RBC nuclear scan

What is RBC Nuclear Scan?

RBC (red blood cell) nuclear scan is a specialized Nuclear Medicine imaging technique used to measure the number of red blood cells in the body and evaluate their function and distribution. It is used to diagnosis conditions including sickle cell anemia, thalassemia, and other genetic disorders. It can also be used to detect problems in the heart and other vascular system, and kidney and liver disease.

Preparation for an RBC Nuclear Scan

Your doctor will provide you with instructions before your nuclear scan. Many times, the doctor will ask you to fast and avoid caffeine for up to 24 hours prior to the procedure. You should at least avoid caffeine four to six hours prior to the scan. Other preparation may include blood tests, chest X-rays, and other tests depending on the purpose of the scan. Your doctor will also advise you on how to dress for the procedure, usually wearing comfortable clothes.
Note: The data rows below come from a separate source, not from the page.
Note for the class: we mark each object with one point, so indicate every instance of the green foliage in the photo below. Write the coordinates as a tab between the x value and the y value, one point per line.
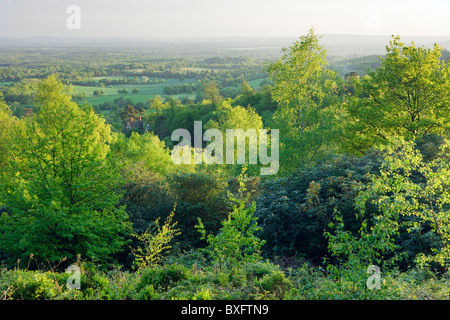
60	187
414	189
154	242
236	242
301	85
406	96
295	210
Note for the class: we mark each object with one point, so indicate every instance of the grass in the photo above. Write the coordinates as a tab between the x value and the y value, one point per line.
146	91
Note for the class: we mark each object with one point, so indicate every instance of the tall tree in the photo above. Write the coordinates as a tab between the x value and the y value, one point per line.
407	96
301	81
212	93
60	187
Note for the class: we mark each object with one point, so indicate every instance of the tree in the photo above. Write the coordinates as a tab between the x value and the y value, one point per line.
128	113
212	93
247	91
236	242
60	188
301	81
7	122
156	104
406	96
413	194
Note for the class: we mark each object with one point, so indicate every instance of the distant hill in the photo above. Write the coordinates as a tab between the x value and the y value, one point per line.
337	45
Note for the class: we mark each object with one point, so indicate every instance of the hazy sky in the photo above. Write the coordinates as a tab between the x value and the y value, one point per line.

During the procedure, a technologist injects a radioactive tracer substance called a radiotracer into one of your veins. A special camera or scanner then takes pictures of the tracer as it is distributed throughout the body. The camera or scanner can detect the gamma radiation which is emitted from the tracer. The radioactive tracer is usually a form of chromium or manganese. The images are then analyzed and interpreted by a radiologist. The entire procedure usually takes about an hour.

Types of RBC Nuclear Scan

  • Chromic RBC nuclear scan – uses chromium-51 to measure the amount and distribution of red blood cells
  • Manganese-Enhanced RBC nuclear scan – uses manganese-52 to measure the shape, size, and distribution of red blood cells

Risks and Side Effects

RBC nuclear scans are generally safe and have no long-term side effects. In rare cases, the radiation exposure from the tracer may cause eye problems, or thyroid dysfunction. In addition, the radiation exposure may increase the risk of cancer; however, the risk is minimal and outweighed by the potential benefits of the scan.

Why is an RBC Nuclear Scan Performed?

RBC nuclear scans are often performed to diagnose sickle cell anemia, thalassemia, and other red blood cell-related disorders. These types of scans can also help detect problems in the heart and other cardiovascular and renal systems. In some cases, an RBC nuclear scan can be used to identify malignant tumors and other malignancies.

When is an RBC Nuclear Scan Recommended?

Your doctor may recommend an RBC nuclear scan if you have symptoms such as fatigue, shortness of breath, and frequent infections, which could point to an underlying red blood cell-related disorder. RBC scans are also useful for monitoring patients with sickle cell anemia, thalassemia, and other disorders.